Because apparently Levi doesn’t fly commercial like regular humans. He flies private. Because of course he does.
I knew he was successful. I’ve heard his songs on the radio and seen the awards mentioned in articles. But somehow, in my head, he was still just Levi, the boy who used to steal friesoff my plate at the diner and wore the same flannel so often in high school that I started calling it his “uniform.”
The GPS tells me to turn left onto a road I didn’t even know existed.
I turn.
The road is paved. Smoothly. Like, suspiciously smoothly. And lined with actual landscaping. There’s a gate with a security booth and a guard who checks my ID and waves me through like this is normal.
This is not normal.
I pull into a parking area and that’s when I see it.
The jet.
It’s just sitting there on the tarmac, gleaming white with some kind of subtle logo on the tail. It’s not huge, not like the commercial planes I’ve flown on exactly twice in my life, but it’s sleek and expensive-looking and very much a private jet that belongs to someone with more money than I will ever comprehend.

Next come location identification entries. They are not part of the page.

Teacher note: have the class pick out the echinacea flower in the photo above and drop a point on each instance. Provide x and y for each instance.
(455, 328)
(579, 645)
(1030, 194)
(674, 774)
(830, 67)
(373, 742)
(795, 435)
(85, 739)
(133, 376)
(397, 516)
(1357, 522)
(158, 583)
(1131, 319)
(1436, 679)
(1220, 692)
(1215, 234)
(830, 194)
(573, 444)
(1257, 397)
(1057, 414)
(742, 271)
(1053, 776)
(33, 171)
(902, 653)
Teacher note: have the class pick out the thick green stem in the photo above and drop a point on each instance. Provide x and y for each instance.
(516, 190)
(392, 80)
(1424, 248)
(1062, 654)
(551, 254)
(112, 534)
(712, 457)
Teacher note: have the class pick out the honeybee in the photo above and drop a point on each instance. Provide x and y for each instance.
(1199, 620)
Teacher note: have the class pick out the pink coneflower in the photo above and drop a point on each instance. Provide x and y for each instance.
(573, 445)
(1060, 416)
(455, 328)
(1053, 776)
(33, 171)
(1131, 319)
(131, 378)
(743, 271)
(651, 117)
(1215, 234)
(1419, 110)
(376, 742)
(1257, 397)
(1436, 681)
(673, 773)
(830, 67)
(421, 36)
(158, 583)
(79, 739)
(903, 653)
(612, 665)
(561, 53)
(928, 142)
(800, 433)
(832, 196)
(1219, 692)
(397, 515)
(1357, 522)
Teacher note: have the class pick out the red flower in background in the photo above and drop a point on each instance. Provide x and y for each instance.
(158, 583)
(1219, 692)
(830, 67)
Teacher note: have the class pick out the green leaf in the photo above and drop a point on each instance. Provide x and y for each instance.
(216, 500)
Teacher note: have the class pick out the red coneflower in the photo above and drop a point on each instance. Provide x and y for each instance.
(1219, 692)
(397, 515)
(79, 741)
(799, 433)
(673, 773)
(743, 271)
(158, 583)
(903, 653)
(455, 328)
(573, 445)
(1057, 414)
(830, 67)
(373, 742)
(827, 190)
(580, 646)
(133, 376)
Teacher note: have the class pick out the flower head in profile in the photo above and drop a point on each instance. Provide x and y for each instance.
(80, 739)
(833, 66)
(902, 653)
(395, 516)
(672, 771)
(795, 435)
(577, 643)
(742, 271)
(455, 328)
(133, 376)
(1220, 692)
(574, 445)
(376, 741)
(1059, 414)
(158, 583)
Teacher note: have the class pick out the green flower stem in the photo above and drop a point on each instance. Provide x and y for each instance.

“Oh my,” I say out loud, to no one.
I sit in my car for a full minute, just staring.
This is Levi’s life, what he’s going back to. Private jets and fancy hotels and people who probably don’t think twice about things like grocery budgets or whether the electric bill is due.
And I sell flowers.
I arrange flowers in a shop I inherited from my mother, in a small town where the biggest news is usually whose dog got loose at the farmer’s market.
What am I doing?
My phone vibrates.
Levi:You coming? I can see your car.
I look up. Levi is standing near the jet, hand shielding his eyes from the sun, watching me have an existential crisis in the parking lot.
Great. Very dignified.
I get out of the car.
“You okay?” Levi asks as I walk toward him. “You were sitting there for a while.”
“I was just...taking it all in.”
“The tarmac?”
“It’s a very impressive tarmac.”
He grins, and for a second he’s just Levi again, not private-jet Levi or country-music-star Levi. Just the guy who made me laugh yesterday while a fish slapped him in the face.
“You’re freaking out about the plane,” he says.